We evaluated the influence of cannabinoids on cell proliferation, death, and morphology of human GBM cell lines and in primary human glial cultures, the normal cells from which GBM tumors arise. The influence of a plant derived cannabinoid agonist, Delta(9)-tetrahydrocannabinol Delta(9)-THC), and a potent synthetic cannabinoid agonist, WIN 55,212-2, were compared using time lapse microscopy.

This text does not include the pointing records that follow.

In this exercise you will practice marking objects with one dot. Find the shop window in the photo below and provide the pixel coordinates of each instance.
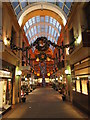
(77, 85)
(84, 87)
(87, 13)
(74, 85)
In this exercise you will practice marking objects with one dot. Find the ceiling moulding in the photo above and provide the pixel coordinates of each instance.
(40, 5)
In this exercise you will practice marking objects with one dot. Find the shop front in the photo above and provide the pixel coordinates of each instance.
(5, 90)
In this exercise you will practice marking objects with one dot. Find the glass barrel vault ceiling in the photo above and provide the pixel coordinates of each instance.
(19, 5)
(42, 26)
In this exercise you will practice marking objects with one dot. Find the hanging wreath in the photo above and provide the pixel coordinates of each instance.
(42, 44)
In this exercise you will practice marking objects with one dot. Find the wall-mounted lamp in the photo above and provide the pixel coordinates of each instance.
(67, 72)
(18, 73)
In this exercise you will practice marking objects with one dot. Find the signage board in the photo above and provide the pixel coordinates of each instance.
(5, 74)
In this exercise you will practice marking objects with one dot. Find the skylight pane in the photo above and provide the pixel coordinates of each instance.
(51, 20)
(33, 20)
(54, 22)
(35, 30)
(57, 24)
(42, 19)
(60, 4)
(49, 29)
(68, 4)
(23, 4)
(59, 29)
(52, 31)
(25, 29)
(30, 22)
(46, 18)
(37, 19)
(32, 31)
(15, 4)
(55, 34)
(29, 34)
(66, 10)
(27, 25)
(18, 10)
(39, 29)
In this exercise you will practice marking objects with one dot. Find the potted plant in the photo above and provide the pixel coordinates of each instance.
(63, 97)
(24, 99)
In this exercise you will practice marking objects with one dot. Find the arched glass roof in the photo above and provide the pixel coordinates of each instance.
(19, 5)
(42, 26)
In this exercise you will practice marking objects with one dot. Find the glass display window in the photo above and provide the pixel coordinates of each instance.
(84, 87)
(78, 85)
(73, 85)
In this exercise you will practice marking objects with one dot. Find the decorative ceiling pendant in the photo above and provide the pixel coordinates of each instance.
(42, 44)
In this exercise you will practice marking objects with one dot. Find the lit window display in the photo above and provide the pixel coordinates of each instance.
(84, 87)
(77, 85)
(73, 85)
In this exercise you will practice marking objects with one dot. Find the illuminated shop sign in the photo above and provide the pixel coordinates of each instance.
(5, 74)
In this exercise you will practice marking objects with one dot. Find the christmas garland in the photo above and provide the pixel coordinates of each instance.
(42, 44)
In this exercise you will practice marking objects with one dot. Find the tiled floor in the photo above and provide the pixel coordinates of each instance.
(44, 103)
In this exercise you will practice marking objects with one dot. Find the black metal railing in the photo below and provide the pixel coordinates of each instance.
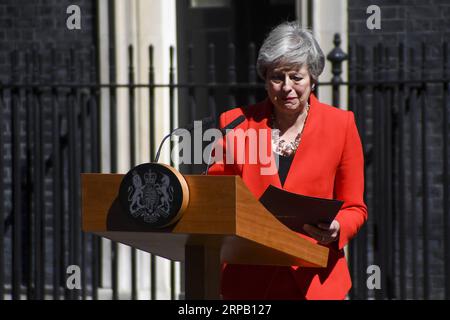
(51, 132)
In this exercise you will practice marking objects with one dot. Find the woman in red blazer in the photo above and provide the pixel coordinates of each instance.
(316, 151)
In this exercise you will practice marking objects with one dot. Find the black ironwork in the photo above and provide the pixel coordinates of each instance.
(54, 129)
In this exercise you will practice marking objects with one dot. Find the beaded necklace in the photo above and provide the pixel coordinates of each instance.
(280, 146)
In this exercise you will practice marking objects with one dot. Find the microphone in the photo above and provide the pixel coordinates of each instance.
(233, 124)
(188, 127)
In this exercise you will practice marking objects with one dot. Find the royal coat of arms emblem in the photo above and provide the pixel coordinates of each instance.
(152, 193)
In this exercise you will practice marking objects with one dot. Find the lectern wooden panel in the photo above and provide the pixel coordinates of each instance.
(222, 223)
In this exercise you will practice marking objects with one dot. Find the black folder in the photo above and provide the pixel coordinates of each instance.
(295, 210)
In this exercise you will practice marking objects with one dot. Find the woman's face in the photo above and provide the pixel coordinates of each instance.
(288, 88)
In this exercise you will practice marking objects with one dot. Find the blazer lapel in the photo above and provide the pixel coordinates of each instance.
(267, 173)
(294, 179)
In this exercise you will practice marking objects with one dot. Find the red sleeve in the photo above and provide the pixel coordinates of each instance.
(349, 185)
(221, 167)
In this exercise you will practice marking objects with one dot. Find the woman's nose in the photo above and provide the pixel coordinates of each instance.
(287, 84)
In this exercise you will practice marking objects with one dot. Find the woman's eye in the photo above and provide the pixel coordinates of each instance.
(277, 79)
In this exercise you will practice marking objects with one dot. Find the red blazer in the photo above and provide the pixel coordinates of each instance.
(328, 163)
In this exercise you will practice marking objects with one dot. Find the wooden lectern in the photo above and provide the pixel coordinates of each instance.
(222, 223)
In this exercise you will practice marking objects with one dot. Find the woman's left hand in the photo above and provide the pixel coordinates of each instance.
(324, 233)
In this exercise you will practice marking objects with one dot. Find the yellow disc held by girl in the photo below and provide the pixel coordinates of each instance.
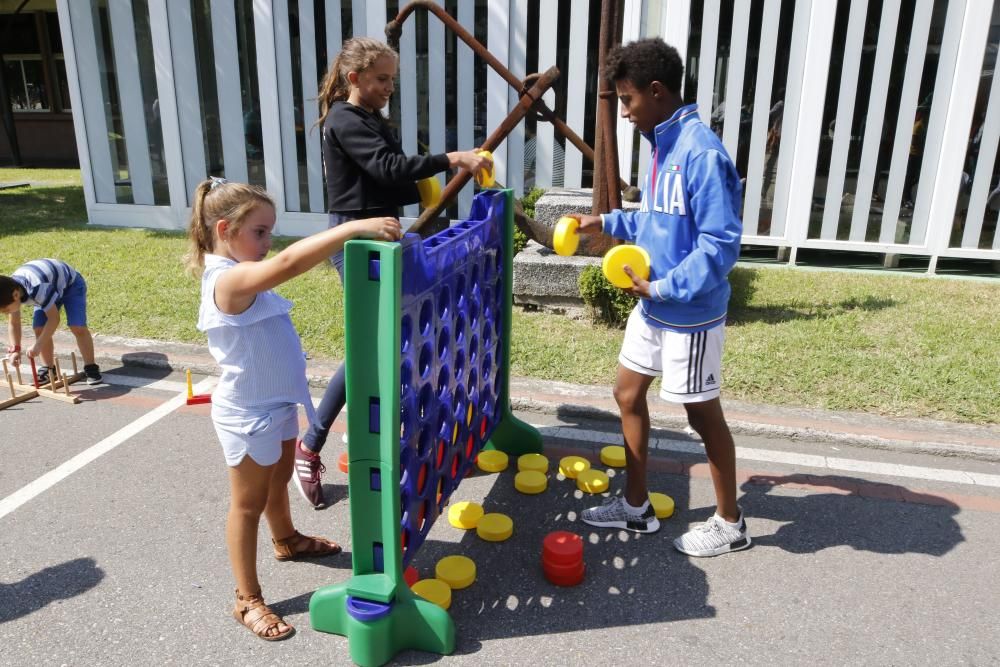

We discovered that Delta(9)-THC decreases cell proliferation and increases cell death of human GBM cells more rapidly than WIN 55,212-2. Delta(9)-THC was also more potent at inhibiting the proliferation of GBM cells compared to WIN 55,212-2. The effects of Delta(9)-THC and WIN 55,212-2 on the GBM cells were partially the result of cannabinoid receptor activation.

The same concentration of Delta(9)-THC that significantly inhibits proliferation and increases death of human GBM cells has no significant impact on human primary glial cultures. Evidence of selective efficacy with WIN 55,212-2 was also observed but the selectivity was less profound, and the synthetic agonist produced a greater disruption of normal cell morphology compared to Delta(9)-THC.”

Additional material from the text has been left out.